The Fish Stick method does not work. I guarantee you. However, it is vital that you know I have tried it, which is where I come up with my theoretically valid conclusion. Although the procedure was tested on one person, I have only one person at disposal, unless I'd like to dispose someone else.
Which I didn't really have the time to.
The disposed person is me, by the way.


SO. Anyway.

Today, in order to finish homework quickly, I ate fish sticks.
There were four.
I ate 3 and 3/4.
That 1/4 left was killing me.
But I left it on the plate, with the taste of fish sticks still in my mouth (and hot sauce, because I'm so Asian), and I in fact, tried to do all of my homework and keep looking at it but not eat it, so I’d do homework quickly, and I’d sleep early (and eat the remaining 1/4 fish stick). Somehow, it made perfect sense.
Seeming that right now, it is 11:37, it has not worked.

When it got late, I decided I might want to eat it before it was too late.

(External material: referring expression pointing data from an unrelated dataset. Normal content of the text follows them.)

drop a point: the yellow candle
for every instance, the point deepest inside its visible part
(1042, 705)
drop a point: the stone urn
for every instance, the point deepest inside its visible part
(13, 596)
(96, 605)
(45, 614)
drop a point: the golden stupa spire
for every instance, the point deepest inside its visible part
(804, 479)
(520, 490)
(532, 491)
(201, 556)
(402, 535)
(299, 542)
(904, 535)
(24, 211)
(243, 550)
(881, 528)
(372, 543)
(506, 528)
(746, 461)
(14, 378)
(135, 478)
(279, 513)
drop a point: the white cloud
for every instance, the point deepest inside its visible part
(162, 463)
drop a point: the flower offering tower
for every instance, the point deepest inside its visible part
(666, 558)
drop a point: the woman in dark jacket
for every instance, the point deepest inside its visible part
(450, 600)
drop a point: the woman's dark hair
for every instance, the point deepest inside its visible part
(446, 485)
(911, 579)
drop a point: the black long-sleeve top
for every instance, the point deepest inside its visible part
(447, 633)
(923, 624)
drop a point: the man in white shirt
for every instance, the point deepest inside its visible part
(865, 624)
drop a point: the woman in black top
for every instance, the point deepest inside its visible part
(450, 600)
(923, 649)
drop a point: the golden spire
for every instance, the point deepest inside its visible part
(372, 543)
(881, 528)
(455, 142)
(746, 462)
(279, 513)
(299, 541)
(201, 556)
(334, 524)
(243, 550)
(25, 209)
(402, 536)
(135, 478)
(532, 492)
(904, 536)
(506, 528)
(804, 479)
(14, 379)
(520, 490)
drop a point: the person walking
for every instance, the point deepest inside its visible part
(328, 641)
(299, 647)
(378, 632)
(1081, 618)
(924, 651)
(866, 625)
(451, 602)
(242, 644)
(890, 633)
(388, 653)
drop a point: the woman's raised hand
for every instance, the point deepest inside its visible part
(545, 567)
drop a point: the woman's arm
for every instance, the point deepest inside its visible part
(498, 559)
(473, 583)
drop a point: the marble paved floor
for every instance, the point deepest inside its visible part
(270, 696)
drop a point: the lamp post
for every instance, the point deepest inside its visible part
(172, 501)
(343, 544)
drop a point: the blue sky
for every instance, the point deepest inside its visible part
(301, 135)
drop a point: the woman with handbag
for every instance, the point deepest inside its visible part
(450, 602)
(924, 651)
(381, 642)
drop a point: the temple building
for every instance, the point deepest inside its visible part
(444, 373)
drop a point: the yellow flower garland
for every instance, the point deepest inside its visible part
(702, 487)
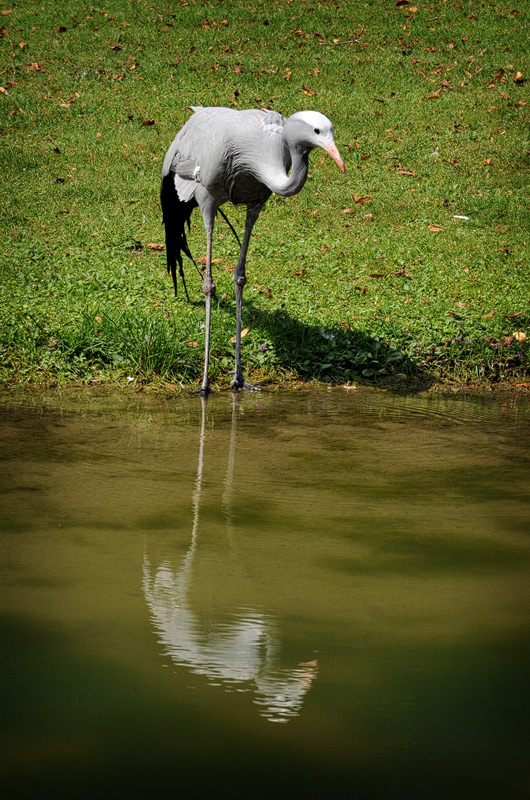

But per my friend’s advice, it was already too late to eat. Which was, like, ten thirty. So here I am, sulking and staring at this stale (is it possible?) fish stick. No. Stale quarter of a fish stick. Which will, theoretically, never be eaten, because it’s stale. Oh, yeah. And the little hot sauce puddle.
Can fish sticks get stale?
I guess so.
Whatever.
The only point here is,
don’t use fish sticks to lure yourself for doing homework quickly.
In my case,
I forgot about it.
D: Which wasn’t exactly supposed to happen.

But there aren't supposed to and not supposed to's in life, aren't there? Everything happens for a reason. And only one thing happens at that. No supposed to. Just. This happened.
So, this is what happened.
I slept late.
Actually, I didn't sleep, but right now it's late, so I'm going to sleep late.